Well, Monks, you have helped me at many times before.
Do you once more have any advice to give me?
Should I work along the lines you have seen in this posting. Or can you suggest better methods? It is a big bonus if the resulting code is rather easy to understand and maintain. Like changing the character mappings, remove mappings, add more mappings and so on.

Yours most sincerly,
/L

Replies are listed 'Best First'.
Re: Shooting at a Moving Target
by Jenda (Abbot) on Feb 09, 2007 at 16:02 UTC

    I think it would be best to split the record on the escape character, convert each part to UTF8 separately and then merge the results back.

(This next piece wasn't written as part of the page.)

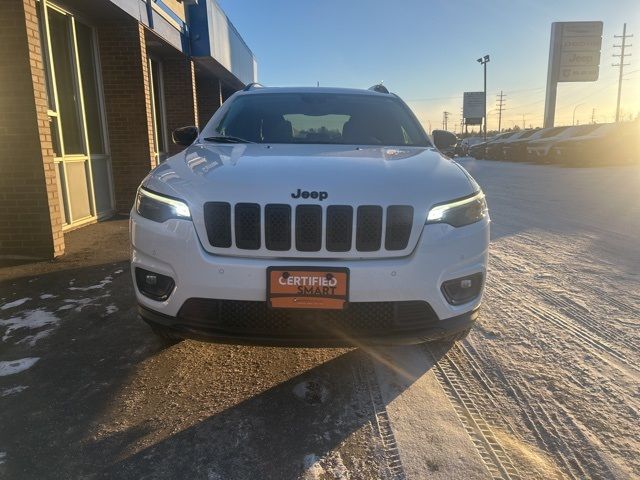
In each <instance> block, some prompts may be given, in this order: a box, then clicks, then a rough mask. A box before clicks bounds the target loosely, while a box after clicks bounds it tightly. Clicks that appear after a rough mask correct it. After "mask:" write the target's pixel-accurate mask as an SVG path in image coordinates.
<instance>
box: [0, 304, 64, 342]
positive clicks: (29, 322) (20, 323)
mask: <svg viewBox="0 0 640 480" xmlns="http://www.w3.org/2000/svg"><path fill="white" fill-rule="evenodd" d="M59 321H60V319H59V318H58V317H56V316H55V315H54V314H52V313H51V312H49V311H47V310H45V309H44V308H38V309H36V310H27V311H25V312H22V313H21V314H20V315H19V316H17V317H12V318H9V319H7V320H0V327H6V328H5V330H4V336H3V337H2V341H3V342H6V341H7V340H9V338H10V337H11V336H12V335H13V334H14V332H16V331H18V330H23V329H26V330H37V329H41V328H44V327H47V330H45V331H47V332H48V331H49V330H52V329H53V328H54V327H55V326H56V325H57V324H58V322H59ZM39 333H42V332H39ZM40 338H42V336H41V337H40ZM33 343H34V344H35V341H34V342H33Z"/></svg>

Something like

    my $record = "a" . $record; # prepend the ID of the default charset my @parts = split /\x1B/, $record; foreach my $part (@parts) { my $charset = substr( $part,0,1,''); $charset = $ESC{$charset}; # to get the name from the id $part = decode( $charset, $part); } $record = join '', @parts;

      This is a very clear approach.
      I like the idea.
      I will have to look further into this line of thought.

      Thank you for your suggestion Jenda,

      /L
Re: Shooting at a Moving Target
by almut (Canon) on Feb 09, 2007 at 16:44 UTC

    In case every single part in between the ESC sequences does conform to an encoding that can be handled with Encode::decode, the approach suggested by Jenda seems very reasonable.

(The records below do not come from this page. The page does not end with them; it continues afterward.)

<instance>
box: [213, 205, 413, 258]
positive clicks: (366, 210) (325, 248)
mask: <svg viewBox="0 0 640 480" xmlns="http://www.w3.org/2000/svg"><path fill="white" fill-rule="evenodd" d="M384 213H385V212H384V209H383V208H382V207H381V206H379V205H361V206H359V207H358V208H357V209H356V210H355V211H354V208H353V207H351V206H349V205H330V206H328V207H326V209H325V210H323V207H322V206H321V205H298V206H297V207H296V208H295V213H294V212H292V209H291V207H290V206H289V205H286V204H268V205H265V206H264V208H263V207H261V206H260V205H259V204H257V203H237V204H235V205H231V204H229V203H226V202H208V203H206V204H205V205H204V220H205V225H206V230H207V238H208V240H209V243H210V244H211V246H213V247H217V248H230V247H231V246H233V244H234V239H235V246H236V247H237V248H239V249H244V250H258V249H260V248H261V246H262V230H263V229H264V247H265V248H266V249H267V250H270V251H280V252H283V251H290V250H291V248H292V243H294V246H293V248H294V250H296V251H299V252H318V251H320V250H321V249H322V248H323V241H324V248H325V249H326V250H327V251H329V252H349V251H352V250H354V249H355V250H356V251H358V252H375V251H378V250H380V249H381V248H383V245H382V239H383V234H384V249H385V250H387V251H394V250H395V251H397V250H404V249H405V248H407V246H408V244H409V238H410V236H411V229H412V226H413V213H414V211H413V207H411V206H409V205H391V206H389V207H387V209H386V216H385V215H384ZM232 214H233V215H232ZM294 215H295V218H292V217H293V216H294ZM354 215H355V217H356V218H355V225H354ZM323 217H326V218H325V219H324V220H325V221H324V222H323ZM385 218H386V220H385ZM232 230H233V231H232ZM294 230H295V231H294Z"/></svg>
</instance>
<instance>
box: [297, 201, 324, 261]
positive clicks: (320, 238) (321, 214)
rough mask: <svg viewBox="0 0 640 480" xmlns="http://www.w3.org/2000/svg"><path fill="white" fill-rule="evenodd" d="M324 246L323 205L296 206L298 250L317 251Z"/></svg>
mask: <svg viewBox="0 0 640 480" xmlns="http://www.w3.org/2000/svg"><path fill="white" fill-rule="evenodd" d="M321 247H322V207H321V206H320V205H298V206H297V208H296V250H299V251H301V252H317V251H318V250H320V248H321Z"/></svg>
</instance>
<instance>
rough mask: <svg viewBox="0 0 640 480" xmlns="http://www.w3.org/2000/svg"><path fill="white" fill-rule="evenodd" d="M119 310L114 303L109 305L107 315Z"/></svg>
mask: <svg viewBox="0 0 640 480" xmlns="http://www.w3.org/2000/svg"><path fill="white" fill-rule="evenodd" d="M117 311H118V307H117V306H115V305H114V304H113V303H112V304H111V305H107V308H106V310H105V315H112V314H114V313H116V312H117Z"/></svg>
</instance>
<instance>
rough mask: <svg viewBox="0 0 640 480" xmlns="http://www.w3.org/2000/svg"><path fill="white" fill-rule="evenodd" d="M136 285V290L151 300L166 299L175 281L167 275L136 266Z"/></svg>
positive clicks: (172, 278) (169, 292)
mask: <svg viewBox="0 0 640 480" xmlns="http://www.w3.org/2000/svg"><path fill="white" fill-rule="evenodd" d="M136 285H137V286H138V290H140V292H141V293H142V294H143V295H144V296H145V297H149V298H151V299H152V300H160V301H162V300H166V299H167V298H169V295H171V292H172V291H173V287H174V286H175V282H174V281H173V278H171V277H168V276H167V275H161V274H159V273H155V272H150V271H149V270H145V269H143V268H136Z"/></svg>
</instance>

    Otherwise, if you need more arbitrary mapping facilities, I don't think there's anything fundamentally wrong with the approach you implemented :) - as long as you don't need arbitrary multibyte-to-multibyte mappings (OTOH, you do mention "...the byte sequence \xE0\x65 may represent one character" ...). In the latter case, the '.' in your substitution regex might become a little unwieldy. For singlebyte-to-multibyte mappings though (like "legacy" to UTF-8), it seems fine to me.

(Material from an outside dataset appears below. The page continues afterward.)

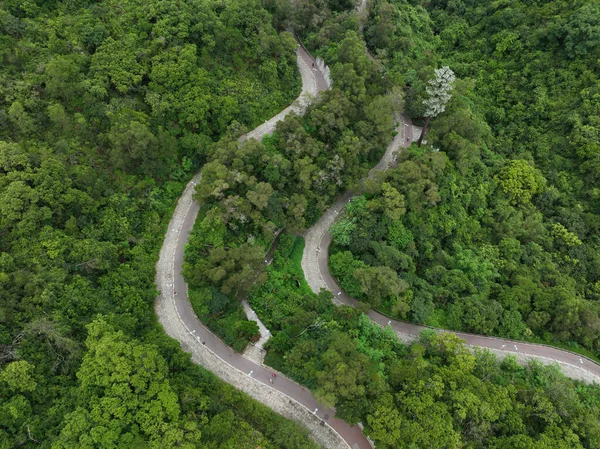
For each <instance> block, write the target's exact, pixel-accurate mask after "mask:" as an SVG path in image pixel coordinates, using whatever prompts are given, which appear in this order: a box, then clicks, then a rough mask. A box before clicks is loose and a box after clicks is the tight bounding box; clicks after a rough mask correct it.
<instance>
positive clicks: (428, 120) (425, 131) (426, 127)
mask: <svg viewBox="0 0 600 449" xmlns="http://www.w3.org/2000/svg"><path fill="white" fill-rule="evenodd" d="M429 120H431V117H427V120H425V125H424V126H423V131H421V136H420V137H419V142H418V143H417V145H419V148H421V143H423V139H424V138H425V134H427V127H428V126H429Z"/></svg>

    For more complex requirements, it might ultimately turn out to be easier to use a proper parser (e.g. Parse::RecDescent), but YMMV.

Re: Shooting at a Moving Target
by varian (Chaplain) on Feb 09, 2007 at 16:36 UTC
    Using a regexp to split the datastream between character sets makes perfect sense.

    For the conversion between character sets you could opt to reuse the existing (core) module Encode and add a new encoding for each new character set that you would like to support.
    See Encode::Encoding for instructions.

    Using the Encode module is straight forward, some nice examples are given in the Unicode Tutorial on Perlmonks.

Re: Shooting at a Moving Target
by talexb (Chancellor) on Feb 09, 2007 at 16:48 UTC

    I don't have time to write some code to demonstrate the idea, but I wonder if you could use a HoH (hash of hashes) in order to deconstruct the escape sequences, and from there perform your search and replace operations.

    Alex / talexb / Toronto

    "Groklaw is the open-source mentality applied to legal research" ~ Linus Torvalds

Re: Shooting at a Moving Target
by Moron (Curate) on Feb 12, 2007 at 15:22 UTC
    The documentation available for Encode::Unicode looks relevant to your problem, irrespective of whether you end up actually using that module.

    -M

    Free your mind

Re: Shooting at a Moving Target
by belg4mit (Prior) on Feb 14, 2007 at 02:33 UTC
    (Pseudo-code) evilness using experimental regexp features might look like:
    $TABLE='a'; #or whatever the default set is s/(?:\x1B([abcs])(?{$TABLE=$^N}))?(.)/${$TABLE}{$2}/e
    To simplify your table you could expand the RHS to include an ||$2.

    Mmmm symbolic references.

    UPDATE: You could of course "legitimize" that and use $TABLES{$TABLE}->{$2}

    --
    In Bob We Trust, All Others Bring Data.

      my $char_for = $codepoint_table{ 'a' }; s{ \x1B ([abcs]) | (.) }{ $1 ? do { $char_for = $codepoint_table{ $1 }; '' } : $char_for->{ +$2 } }ge;

      Makeshifts last the longest.

        But where's the evil?! (You also didn't use the "requested" (?{). TIMTOWTDI

        --
        In Bob We Trust, All Others Bring Data.